Writing at The Atlantic, Jonathan Merritt calls attention to what seems to be the hypocrisy of these “Trump-Loving evangelicals.” He demands that “Trump-loving evangelicals should either apologize to Bill Clinton or admit, after all these years, that they too, have a character issue.”
“Character counts.” That was evangelicals’ rallying cry in their all-out assault against Bill Clinton beginning in 1993. In response to what they perceived as widespread moral decline, some religious groups had become aligned with the Republican Party during the Ronald Reagan and George H.W. Bush administrations. To them, the allegedly draft-dodging, pot-smoking, honesty-challenged womanizer symbolized everything that was wrong with America.
More than two decades after Clinton’s first inauguration, many evangelical leaders of that era have endorsed the draft-dodging, foul-mouthed, honesty-challenged womanizer named Donald Trump for president. Only a handful refuse to follow suit, including Albert Mohler, the president of The Southern Baptist Theological Seminary. During the Clinton years, he regularly argued in mainstream media outlets that the Arkansan was morally unfit to serve as Commander-in-Chief.
“If I were to support, much less endorse, Donald Trump for president,” Mohler says, “I would actually have to go back and apologize to former President Bill Clinton.”
At least Mohler is consistent, which is more than can be said for some of his peers in leadership. While prominent evangelicals tied Bill Clinton to the public whipping post for nearly a decade to make him pay penance for his character defects, they now celebrate a reality-television star who is at least as flawed. As Mohler said, if these Christian leaders want to endorse Trump, they should apologize to Bill Clinton…
…Evangelicals during the ’90s were not merely concerned with Clinton’s private behavior; they were worried about its effect on a society they felt had already abandoned traditional values. In September 1998, James Dobson of Focus on the Family sent a letter to 2.4 million conservative Christians claiming Clinton should be impeached because his behavior was setting a bad example for our children about “respecting women.” Dobson’s apparent concern for women back then feels like a partisan political move now that he’s given Trump an enthusiastic endorsement.
While Clinton, at least, hid his indiscretions, Trump has paraded his affairs down Broadway for decades.
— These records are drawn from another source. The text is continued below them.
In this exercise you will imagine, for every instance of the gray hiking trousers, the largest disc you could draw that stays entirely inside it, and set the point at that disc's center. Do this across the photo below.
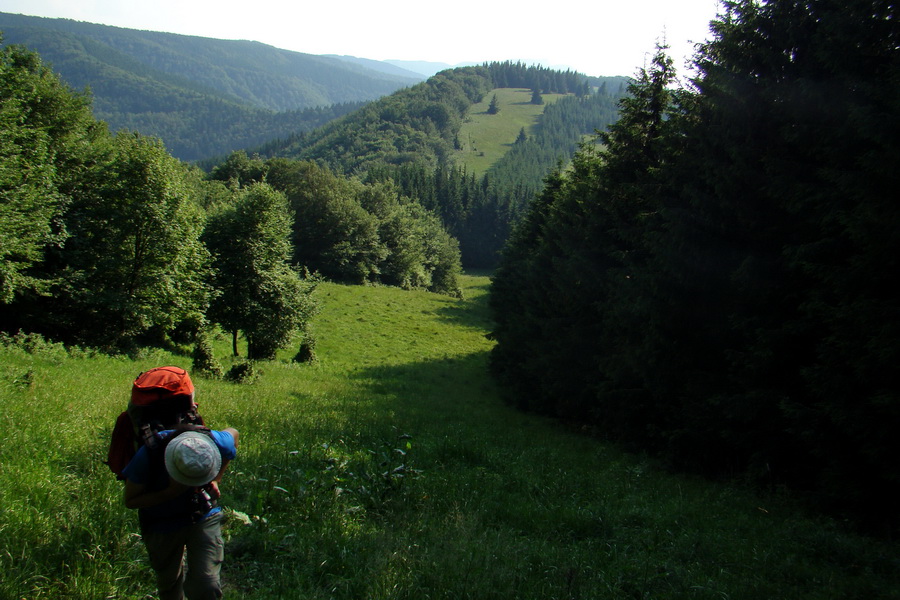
(205, 553)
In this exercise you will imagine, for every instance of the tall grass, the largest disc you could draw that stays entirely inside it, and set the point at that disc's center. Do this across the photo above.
(392, 469)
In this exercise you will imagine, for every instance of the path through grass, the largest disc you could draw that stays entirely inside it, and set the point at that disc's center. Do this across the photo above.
(392, 469)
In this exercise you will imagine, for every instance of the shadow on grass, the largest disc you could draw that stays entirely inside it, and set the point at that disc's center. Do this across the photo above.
(471, 312)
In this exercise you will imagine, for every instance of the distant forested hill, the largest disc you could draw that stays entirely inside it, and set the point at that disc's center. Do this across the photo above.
(203, 97)
(412, 138)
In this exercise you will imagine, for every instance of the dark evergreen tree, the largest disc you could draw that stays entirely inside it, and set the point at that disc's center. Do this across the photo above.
(494, 106)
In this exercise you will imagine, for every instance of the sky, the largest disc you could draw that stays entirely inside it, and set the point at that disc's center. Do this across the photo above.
(599, 37)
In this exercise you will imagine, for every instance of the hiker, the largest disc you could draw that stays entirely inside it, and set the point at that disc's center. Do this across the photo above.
(174, 485)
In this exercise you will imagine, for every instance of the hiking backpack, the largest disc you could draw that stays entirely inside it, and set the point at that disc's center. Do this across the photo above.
(161, 398)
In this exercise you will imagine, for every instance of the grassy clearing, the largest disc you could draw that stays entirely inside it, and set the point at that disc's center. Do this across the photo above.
(491, 503)
(485, 138)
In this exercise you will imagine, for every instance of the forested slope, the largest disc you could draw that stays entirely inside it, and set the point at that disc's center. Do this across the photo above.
(717, 285)
(412, 137)
(202, 97)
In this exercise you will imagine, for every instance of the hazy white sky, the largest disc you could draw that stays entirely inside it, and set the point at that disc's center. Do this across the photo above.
(603, 37)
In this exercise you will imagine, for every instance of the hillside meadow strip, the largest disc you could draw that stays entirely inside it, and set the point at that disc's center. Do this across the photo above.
(392, 468)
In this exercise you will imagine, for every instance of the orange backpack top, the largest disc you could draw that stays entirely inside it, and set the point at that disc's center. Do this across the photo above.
(161, 398)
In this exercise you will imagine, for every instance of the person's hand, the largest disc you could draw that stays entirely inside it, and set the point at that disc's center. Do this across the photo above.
(214, 492)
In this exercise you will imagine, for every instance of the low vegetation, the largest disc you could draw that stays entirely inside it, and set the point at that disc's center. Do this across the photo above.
(391, 469)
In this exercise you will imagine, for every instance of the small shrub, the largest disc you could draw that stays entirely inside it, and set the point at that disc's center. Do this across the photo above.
(307, 352)
(204, 360)
(242, 372)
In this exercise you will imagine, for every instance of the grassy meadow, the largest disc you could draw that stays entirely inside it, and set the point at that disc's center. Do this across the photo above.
(485, 138)
(392, 469)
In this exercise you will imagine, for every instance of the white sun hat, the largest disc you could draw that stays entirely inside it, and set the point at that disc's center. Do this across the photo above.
(193, 459)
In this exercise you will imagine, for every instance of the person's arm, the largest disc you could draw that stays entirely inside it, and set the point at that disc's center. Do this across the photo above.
(214, 484)
(137, 496)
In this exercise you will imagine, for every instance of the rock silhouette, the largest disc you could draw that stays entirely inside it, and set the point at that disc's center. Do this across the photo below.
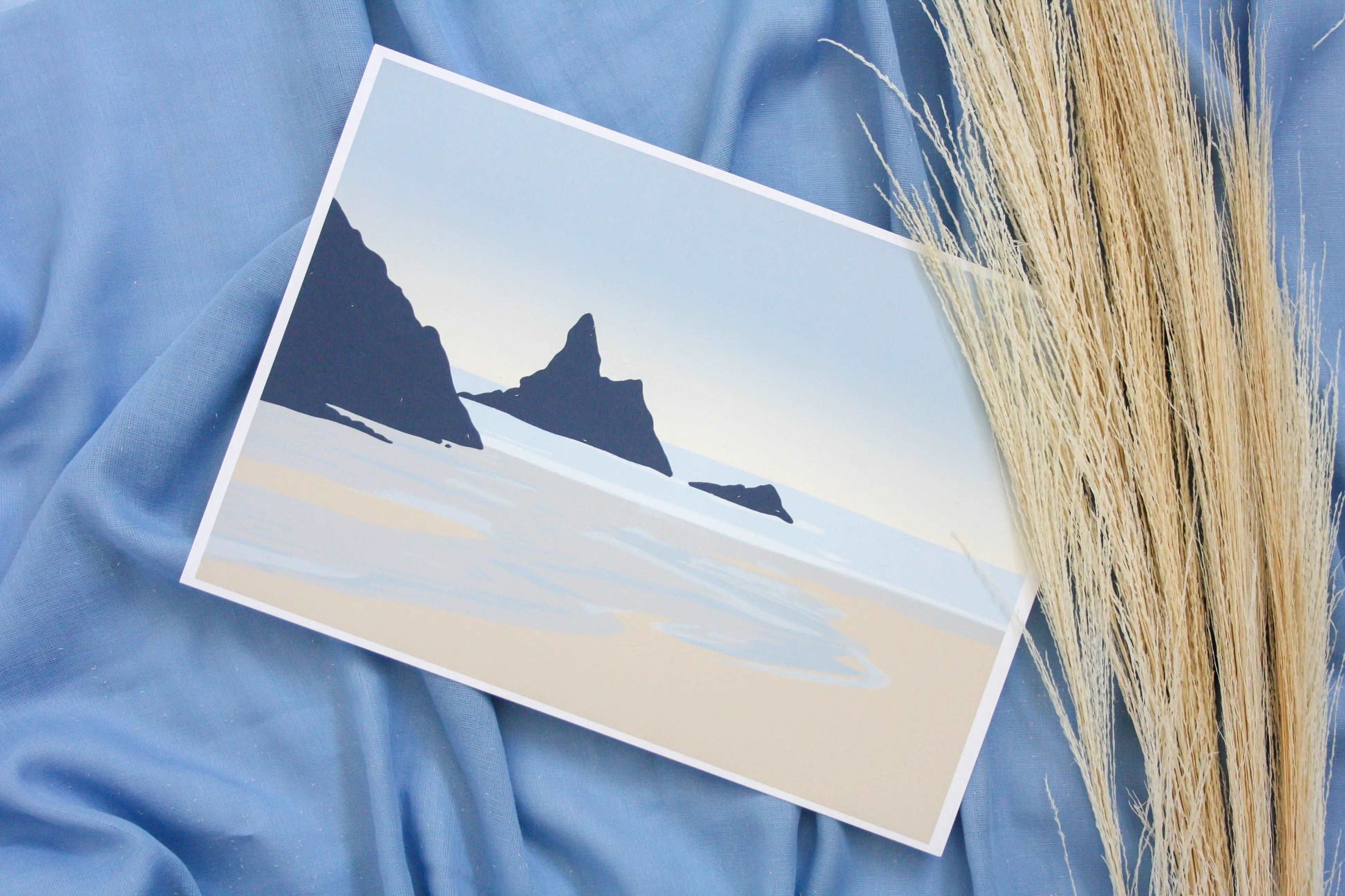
(764, 499)
(570, 397)
(352, 341)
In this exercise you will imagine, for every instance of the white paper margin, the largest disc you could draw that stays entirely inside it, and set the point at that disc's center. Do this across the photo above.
(1022, 606)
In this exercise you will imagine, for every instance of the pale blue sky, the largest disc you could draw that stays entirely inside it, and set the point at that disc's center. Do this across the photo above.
(771, 339)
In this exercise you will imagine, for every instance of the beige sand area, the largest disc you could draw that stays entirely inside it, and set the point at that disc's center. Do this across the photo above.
(884, 755)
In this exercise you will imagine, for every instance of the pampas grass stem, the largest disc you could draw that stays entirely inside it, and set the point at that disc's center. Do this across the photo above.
(1151, 379)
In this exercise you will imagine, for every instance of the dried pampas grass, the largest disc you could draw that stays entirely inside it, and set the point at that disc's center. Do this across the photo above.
(1151, 377)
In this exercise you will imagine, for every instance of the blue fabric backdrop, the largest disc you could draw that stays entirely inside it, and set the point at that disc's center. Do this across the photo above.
(158, 164)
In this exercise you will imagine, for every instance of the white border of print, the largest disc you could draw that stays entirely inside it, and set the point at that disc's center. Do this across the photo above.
(999, 670)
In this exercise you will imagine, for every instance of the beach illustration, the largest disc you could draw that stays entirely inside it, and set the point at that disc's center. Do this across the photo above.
(498, 440)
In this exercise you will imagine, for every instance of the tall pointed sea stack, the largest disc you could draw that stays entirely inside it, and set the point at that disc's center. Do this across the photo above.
(570, 397)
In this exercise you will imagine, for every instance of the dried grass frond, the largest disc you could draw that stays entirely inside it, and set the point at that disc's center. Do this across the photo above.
(1151, 377)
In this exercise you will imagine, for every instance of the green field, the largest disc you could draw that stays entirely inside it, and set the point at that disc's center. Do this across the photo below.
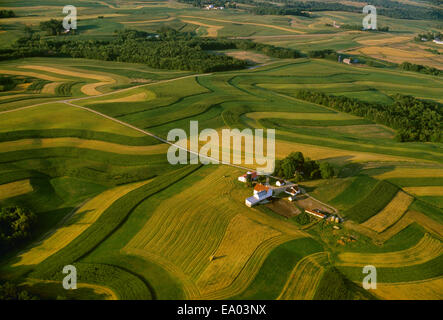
(80, 145)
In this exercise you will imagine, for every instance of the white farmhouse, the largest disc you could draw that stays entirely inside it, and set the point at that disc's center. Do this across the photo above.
(261, 193)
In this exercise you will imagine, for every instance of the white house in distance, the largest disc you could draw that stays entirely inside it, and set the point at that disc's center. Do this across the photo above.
(244, 178)
(261, 193)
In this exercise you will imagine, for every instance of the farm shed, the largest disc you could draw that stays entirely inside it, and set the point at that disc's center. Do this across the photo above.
(244, 178)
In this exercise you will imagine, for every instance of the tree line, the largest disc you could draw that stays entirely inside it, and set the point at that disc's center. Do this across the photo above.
(170, 50)
(295, 166)
(16, 225)
(407, 66)
(387, 8)
(413, 119)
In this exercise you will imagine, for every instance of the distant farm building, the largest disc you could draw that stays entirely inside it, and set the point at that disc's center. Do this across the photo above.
(244, 178)
(261, 194)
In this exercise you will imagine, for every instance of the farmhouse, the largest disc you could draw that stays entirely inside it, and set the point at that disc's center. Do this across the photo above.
(316, 213)
(261, 193)
(293, 192)
(244, 178)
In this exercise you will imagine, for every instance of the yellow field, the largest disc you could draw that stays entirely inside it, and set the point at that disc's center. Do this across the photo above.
(425, 191)
(149, 21)
(391, 213)
(104, 292)
(427, 249)
(89, 89)
(283, 148)
(384, 41)
(300, 116)
(248, 23)
(249, 56)
(207, 219)
(251, 268)
(367, 130)
(31, 74)
(241, 239)
(305, 277)
(85, 216)
(183, 231)
(26, 144)
(142, 96)
(14, 189)
(211, 29)
(402, 52)
(50, 87)
(38, 19)
(419, 290)
(391, 52)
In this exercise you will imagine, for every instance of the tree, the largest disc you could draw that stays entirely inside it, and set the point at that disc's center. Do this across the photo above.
(53, 27)
(15, 225)
(9, 291)
(327, 171)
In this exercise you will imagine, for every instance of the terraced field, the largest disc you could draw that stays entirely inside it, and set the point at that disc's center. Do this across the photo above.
(82, 146)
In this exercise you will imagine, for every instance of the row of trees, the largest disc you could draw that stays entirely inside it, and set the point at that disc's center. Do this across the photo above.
(170, 50)
(414, 119)
(10, 291)
(420, 68)
(429, 36)
(296, 167)
(16, 225)
(389, 8)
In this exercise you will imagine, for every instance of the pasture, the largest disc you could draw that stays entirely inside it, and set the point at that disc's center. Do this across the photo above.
(137, 227)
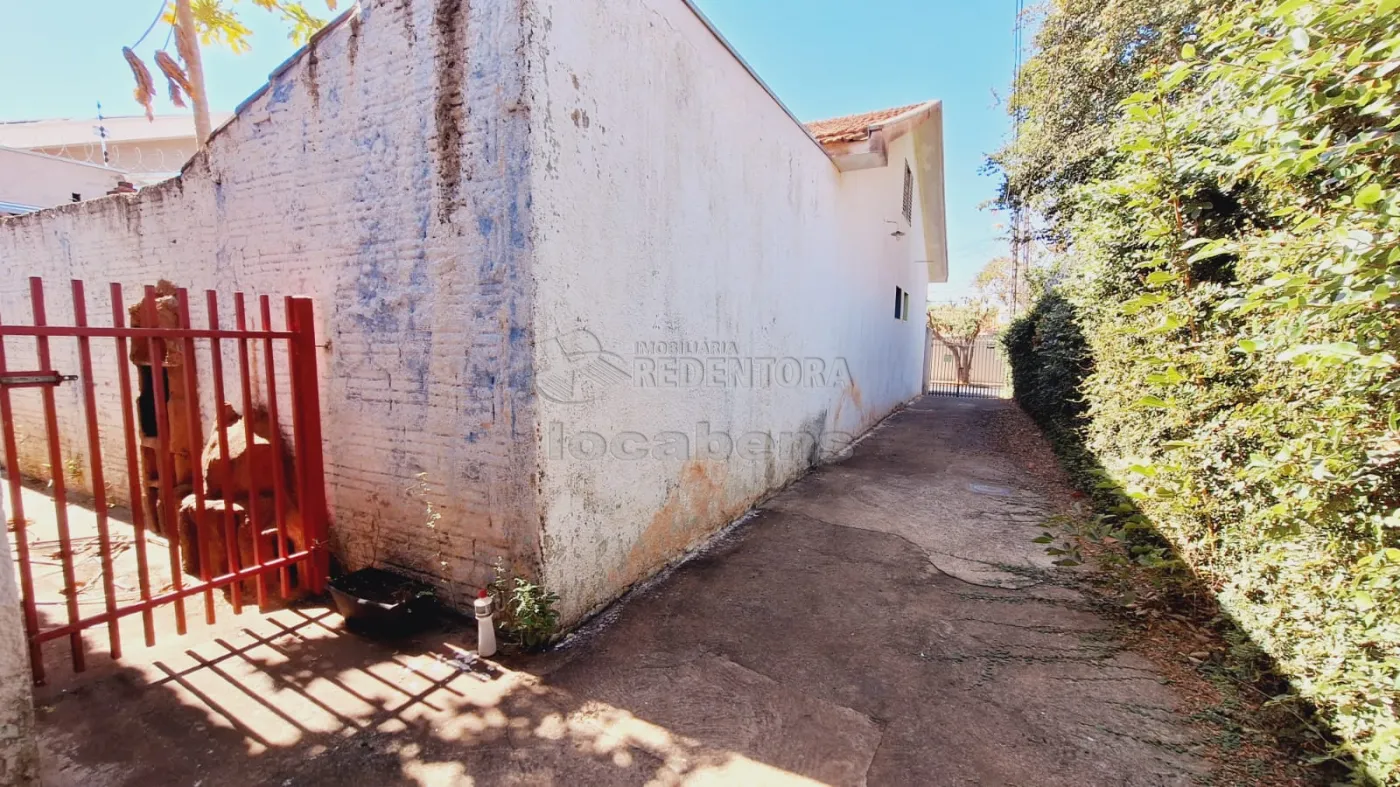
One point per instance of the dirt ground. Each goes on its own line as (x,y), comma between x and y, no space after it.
(884,621)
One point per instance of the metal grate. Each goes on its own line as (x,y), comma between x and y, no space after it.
(976,370)
(151,460)
(909,193)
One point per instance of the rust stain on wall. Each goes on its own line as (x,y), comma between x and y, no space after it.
(695,507)
(450,109)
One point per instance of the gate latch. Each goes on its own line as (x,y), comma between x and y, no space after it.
(34,378)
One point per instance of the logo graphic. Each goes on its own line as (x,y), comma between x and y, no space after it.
(576,368)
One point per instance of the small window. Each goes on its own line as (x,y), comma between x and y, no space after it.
(909,193)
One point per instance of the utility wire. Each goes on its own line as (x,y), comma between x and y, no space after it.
(158,14)
(1019,221)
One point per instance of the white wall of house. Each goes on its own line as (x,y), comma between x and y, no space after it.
(144,149)
(525,224)
(384,174)
(44,181)
(682,216)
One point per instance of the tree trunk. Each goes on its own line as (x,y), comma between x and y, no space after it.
(188,45)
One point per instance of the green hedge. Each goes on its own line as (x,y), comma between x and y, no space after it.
(1235,280)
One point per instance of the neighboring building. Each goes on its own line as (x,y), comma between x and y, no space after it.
(30,181)
(588,276)
(147,150)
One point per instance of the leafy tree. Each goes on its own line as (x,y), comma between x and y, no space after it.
(958,326)
(1235,275)
(196,23)
(1089,56)
(1011,290)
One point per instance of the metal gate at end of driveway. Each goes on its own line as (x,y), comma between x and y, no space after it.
(969,368)
(251,517)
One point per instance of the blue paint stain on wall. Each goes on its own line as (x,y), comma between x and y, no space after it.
(280,93)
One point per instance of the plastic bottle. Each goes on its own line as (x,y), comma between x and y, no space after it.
(485,626)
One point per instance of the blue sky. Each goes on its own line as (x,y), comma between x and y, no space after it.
(823,58)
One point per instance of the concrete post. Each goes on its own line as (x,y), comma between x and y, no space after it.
(18,754)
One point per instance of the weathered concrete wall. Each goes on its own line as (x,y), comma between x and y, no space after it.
(686,221)
(18,754)
(384,172)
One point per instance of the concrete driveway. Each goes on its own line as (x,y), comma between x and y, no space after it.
(885,621)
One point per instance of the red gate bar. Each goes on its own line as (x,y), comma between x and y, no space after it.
(60,493)
(216,368)
(174,595)
(21,549)
(147,464)
(196,461)
(168,516)
(104,541)
(275,437)
(135,482)
(241,321)
(305,392)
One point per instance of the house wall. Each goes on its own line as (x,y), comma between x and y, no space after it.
(44,181)
(685,219)
(382,172)
(136,157)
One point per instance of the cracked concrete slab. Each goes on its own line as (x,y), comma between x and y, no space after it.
(969,511)
(886,621)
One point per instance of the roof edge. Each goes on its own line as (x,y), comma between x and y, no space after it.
(734,53)
(104,167)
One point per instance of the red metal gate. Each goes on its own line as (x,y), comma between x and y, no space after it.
(296,478)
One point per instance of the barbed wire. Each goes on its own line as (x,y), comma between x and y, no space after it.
(149,28)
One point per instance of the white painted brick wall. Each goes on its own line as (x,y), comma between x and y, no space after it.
(384,174)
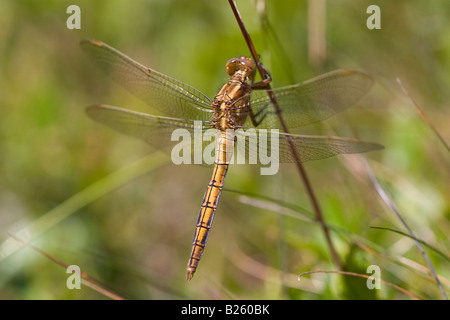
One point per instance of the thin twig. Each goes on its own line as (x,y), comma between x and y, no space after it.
(389,202)
(86,278)
(412,295)
(284,127)
(422,114)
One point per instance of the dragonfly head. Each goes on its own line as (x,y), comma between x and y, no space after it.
(242,65)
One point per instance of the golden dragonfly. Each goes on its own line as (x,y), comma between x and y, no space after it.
(234,108)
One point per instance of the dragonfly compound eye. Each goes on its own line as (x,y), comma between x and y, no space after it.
(241,64)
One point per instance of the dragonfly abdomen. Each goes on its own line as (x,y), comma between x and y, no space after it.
(224,151)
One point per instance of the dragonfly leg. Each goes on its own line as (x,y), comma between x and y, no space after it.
(267,79)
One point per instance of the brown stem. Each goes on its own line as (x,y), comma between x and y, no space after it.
(299,165)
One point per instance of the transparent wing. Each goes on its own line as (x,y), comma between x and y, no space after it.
(160,132)
(256,143)
(310,101)
(170,96)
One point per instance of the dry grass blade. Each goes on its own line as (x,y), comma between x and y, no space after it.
(391,205)
(354,274)
(87,280)
(424,117)
(440,253)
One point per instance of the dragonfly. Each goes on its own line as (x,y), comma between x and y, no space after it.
(240,104)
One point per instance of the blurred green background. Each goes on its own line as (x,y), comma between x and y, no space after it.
(123,213)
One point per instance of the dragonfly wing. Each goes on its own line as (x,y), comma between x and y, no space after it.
(159,132)
(310,101)
(257,144)
(170,96)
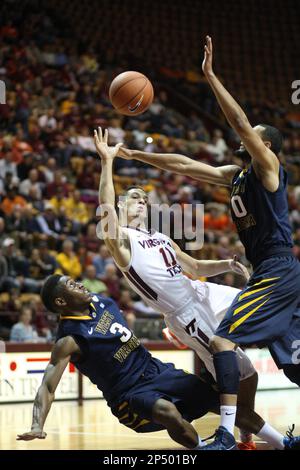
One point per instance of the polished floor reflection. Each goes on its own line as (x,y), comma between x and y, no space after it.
(92,426)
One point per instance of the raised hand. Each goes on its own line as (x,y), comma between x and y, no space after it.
(105,152)
(208,55)
(239,268)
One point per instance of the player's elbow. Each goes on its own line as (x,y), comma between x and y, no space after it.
(241,124)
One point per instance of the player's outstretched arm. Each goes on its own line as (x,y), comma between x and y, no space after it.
(236,117)
(61,355)
(197,268)
(183,165)
(113,235)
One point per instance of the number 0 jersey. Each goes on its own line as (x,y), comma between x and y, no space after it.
(261,216)
(112,357)
(154,273)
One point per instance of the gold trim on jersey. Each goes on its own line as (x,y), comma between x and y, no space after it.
(77,317)
(242,319)
(250,292)
(253,301)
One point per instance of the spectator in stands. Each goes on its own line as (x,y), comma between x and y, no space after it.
(49,261)
(11,201)
(76,210)
(91,282)
(68,261)
(23,331)
(31,182)
(48,223)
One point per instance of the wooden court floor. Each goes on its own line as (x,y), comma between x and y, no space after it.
(92,426)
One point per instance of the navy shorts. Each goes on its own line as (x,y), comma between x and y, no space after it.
(263,311)
(192,396)
(286,350)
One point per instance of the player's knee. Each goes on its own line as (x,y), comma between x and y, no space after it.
(166,413)
(218,344)
(292,372)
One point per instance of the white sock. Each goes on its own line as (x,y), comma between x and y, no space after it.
(228,417)
(245,436)
(200,444)
(273,437)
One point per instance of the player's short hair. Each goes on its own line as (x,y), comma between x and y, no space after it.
(50,291)
(274,136)
(125,193)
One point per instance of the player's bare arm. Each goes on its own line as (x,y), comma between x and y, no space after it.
(60,357)
(114,237)
(265,162)
(207,268)
(183,165)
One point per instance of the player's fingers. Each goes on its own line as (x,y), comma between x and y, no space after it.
(118,146)
(96,138)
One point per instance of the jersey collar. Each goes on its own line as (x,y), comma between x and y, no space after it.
(79,317)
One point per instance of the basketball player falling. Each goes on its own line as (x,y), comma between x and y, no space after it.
(267,312)
(152,264)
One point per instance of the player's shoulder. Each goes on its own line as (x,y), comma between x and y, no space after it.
(64,347)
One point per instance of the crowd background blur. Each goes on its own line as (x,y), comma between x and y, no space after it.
(57,59)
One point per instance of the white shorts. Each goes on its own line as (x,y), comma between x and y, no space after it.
(196,323)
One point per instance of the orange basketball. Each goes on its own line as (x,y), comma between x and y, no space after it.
(131,93)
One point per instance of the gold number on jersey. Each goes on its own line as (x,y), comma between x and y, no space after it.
(238,206)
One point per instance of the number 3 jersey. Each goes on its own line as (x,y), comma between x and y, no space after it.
(112,356)
(261,216)
(154,272)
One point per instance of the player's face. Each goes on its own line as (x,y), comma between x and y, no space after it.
(136,204)
(75,292)
(242,152)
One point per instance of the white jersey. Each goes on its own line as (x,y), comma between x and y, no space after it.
(154,273)
(192,309)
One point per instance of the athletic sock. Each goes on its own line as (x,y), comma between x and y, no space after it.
(273,437)
(245,436)
(228,417)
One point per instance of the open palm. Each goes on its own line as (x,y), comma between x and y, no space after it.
(105,152)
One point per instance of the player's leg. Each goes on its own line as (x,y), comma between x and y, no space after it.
(246,397)
(180,430)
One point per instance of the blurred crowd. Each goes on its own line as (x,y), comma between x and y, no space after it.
(49,172)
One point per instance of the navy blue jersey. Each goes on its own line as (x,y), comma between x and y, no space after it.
(261,217)
(112,357)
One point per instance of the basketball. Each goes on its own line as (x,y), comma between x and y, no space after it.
(131,93)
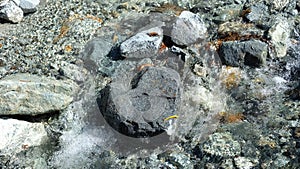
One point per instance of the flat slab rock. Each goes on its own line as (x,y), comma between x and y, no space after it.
(18,135)
(26,94)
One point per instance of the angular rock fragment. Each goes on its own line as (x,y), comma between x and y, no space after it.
(3,2)
(25,94)
(279,34)
(143,44)
(17,135)
(11,12)
(252,53)
(137,106)
(259,15)
(29,5)
(222,145)
(188,29)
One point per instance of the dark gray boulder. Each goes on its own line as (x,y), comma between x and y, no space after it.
(251,53)
(137,105)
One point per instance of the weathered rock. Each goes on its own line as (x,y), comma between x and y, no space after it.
(188,29)
(26,94)
(279,34)
(17,136)
(279,4)
(259,14)
(222,145)
(252,53)
(3,2)
(95,55)
(240,29)
(137,105)
(143,44)
(245,163)
(11,12)
(29,5)
(227,14)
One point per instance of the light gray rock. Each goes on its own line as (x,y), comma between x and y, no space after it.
(279,34)
(245,163)
(222,145)
(27,94)
(188,29)
(11,12)
(29,5)
(144,44)
(3,2)
(17,136)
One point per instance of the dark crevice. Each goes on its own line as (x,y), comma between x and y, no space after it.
(33,118)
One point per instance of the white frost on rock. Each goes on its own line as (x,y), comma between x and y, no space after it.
(11,12)
(188,29)
(143,44)
(31,94)
(3,2)
(17,135)
(29,5)
(279,34)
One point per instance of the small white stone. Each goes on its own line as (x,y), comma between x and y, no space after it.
(17,135)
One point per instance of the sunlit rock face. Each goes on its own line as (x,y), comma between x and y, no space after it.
(156,83)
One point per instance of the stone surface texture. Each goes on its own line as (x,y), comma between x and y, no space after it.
(11,12)
(188,29)
(17,136)
(27,94)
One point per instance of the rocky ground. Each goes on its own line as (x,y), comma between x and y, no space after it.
(156,84)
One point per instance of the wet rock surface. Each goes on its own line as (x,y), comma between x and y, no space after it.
(202,84)
(14,10)
(25,94)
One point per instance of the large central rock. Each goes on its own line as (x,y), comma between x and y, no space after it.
(139,108)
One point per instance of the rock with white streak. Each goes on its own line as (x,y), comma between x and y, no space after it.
(11,12)
(3,2)
(17,135)
(29,5)
(188,29)
(279,35)
(26,94)
(142,45)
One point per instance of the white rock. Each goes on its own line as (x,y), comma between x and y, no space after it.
(279,34)
(17,135)
(11,12)
(3,2)
(143,44)
(188,29)
(29,5)
(31,94)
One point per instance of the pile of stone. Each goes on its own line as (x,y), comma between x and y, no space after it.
(14,10)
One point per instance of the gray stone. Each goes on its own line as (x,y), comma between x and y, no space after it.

In The Art of the Deal, Trump actually bragged about bedding multiple married women. He’s slept with so many women that he called his ability to avoid STDs “my personal Vietnam.” He’s objectified or insulted the women he hasn’t married, divorced, or slept with, labeling those he finds unattractive with terms like “fat pig,” “dog” or “slob.” In numerous interviews with Howard Stern, he talked in graphic detail about his sexual exploits and discussed which female celebrities are worth a “bang.” How exactly do evangelicals reconcile this behavior with claims that they value respect for women?
Read the entire piece here.
OK, now some thoughts for my evangelical and Christian readers:
There have been a lot of arguments in the evangelical community about whether one should or should not support Trump. As I argued yesterday, the pro-Trump argument centers on his promise to appoint conservative Supreme Court justices. But I hear very little conversation within evangelical circles about how support for Donald Trump impacts Christian witness in the United States and beyond. No one is talking about how a Trump-loving evangelical bears testimony to his or her faith with unbelievers. (Last time I checked evangelism was a fundamental tenet of evangelical belief).
Whether we like it or not, or whether it is fair or not, we live in an age when religious conviction and politics are closely linked in the minds of many Americans. If you are an evangelical who supports Trump you are going to have a lot of explaining to do when unbelieving friends and acquaintances ask you how you claim the name of Jesus Christ and still affiliate with the immoral candidate that Merritt describes above. Somehow I don’t think “well, Hillary is a lot worse” or “we need to win the Supreme Court” is going to be an adequate answer.